Bosnia and Herzegovina Ambassador to the United States
- In office 16 September 2019 – 30 June 2023
- Preceded by: Haris Hrle
- Succeeded by: Sven Alkalaj

Personal details
- Born: 6 June 1974 (age 50) Ljubljana, SR Slovenia, SFR Yugoslavia
- Tennis career
- Country (sports): Yugoslavia Bosnia and Herzegovina
- Prize money: $12,240

Singles
- Career record: 15–6 (Davis Cup)
- Highest ranking: No. 275 (9 September 1996)

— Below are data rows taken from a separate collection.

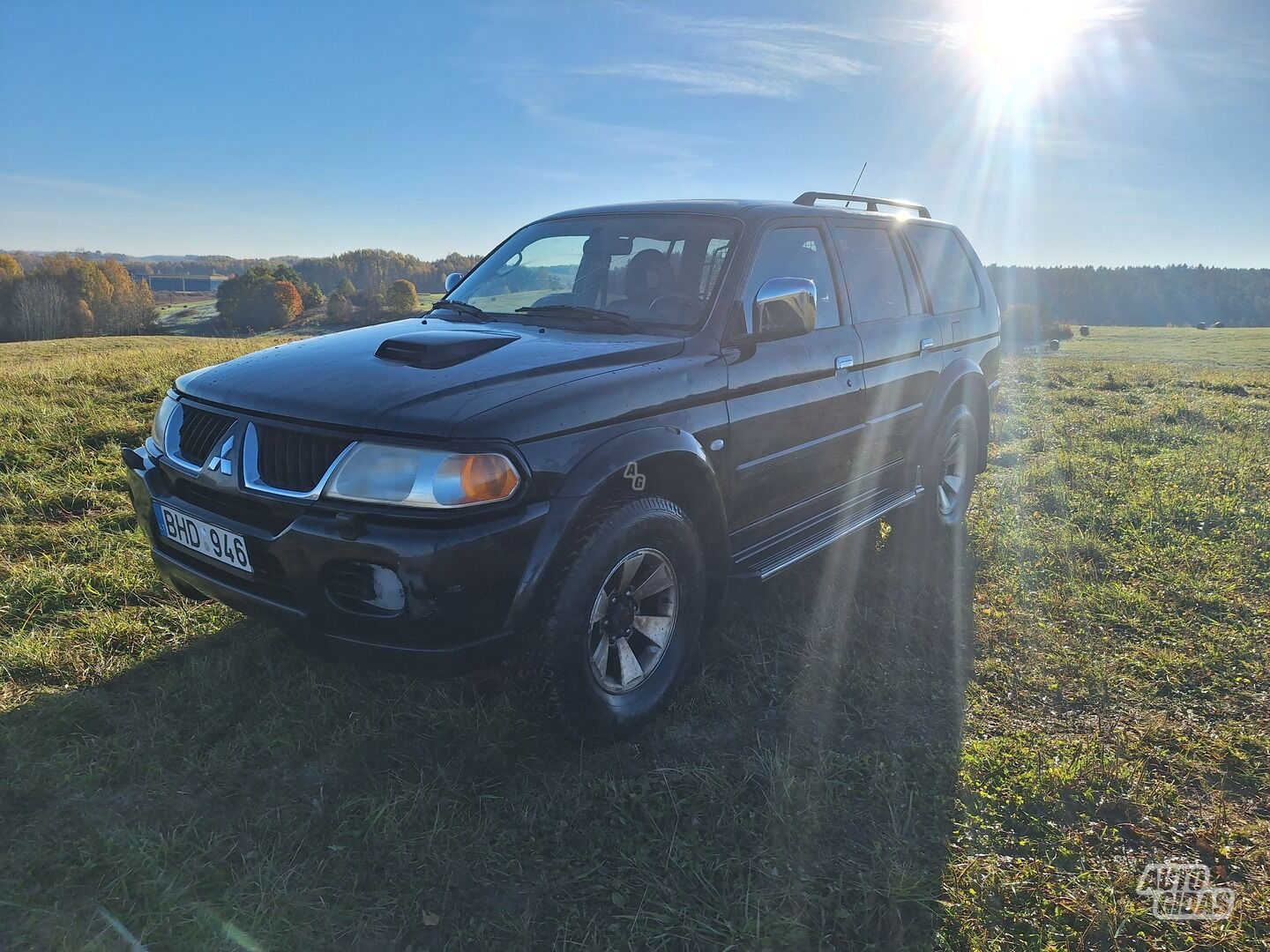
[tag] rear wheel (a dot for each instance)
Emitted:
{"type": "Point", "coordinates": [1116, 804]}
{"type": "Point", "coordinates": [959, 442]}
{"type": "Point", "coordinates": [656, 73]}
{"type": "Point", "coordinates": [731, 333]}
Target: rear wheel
{"type": "Point", "coordinates": [621, 628]}
{"type": "Point", "coordinates": [949, 470]}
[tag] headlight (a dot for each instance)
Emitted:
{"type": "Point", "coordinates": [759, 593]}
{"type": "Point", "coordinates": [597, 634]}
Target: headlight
{"type": "Point", "coordinates": [159, 430]}
{"type": "Point", "coordinates": [430, 479]}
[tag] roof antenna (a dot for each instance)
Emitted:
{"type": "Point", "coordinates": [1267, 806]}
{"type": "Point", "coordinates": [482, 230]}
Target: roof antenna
{"type": "Point", "coordinates": [859, 176]}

Grand Slam singles results
- Australian Open: Q1 (1994, 1995)
- US Open: Q1 (1996)

Doubles
- Career record: 8–2 (Davis Cup)
- Highest ranking: No. 1092 (18 September 2006)

= Bojan Vujić =

Bosnian diplomat and tennis player

Bojan Vujić (born 6 June 1974) is a Bosnian diplomat and former professional tennis player who served as Bosnia and Herzegovina ambassador to the United States from 2019 to 2023.

As a tennis player, he competed in the Davis Cup for both the Federal Republic of Yugoslavia (1995–1997) and Bosnia and Herzegovina (2004–2006). Vujić reached a career high singles ranking of 275 on the professional tour.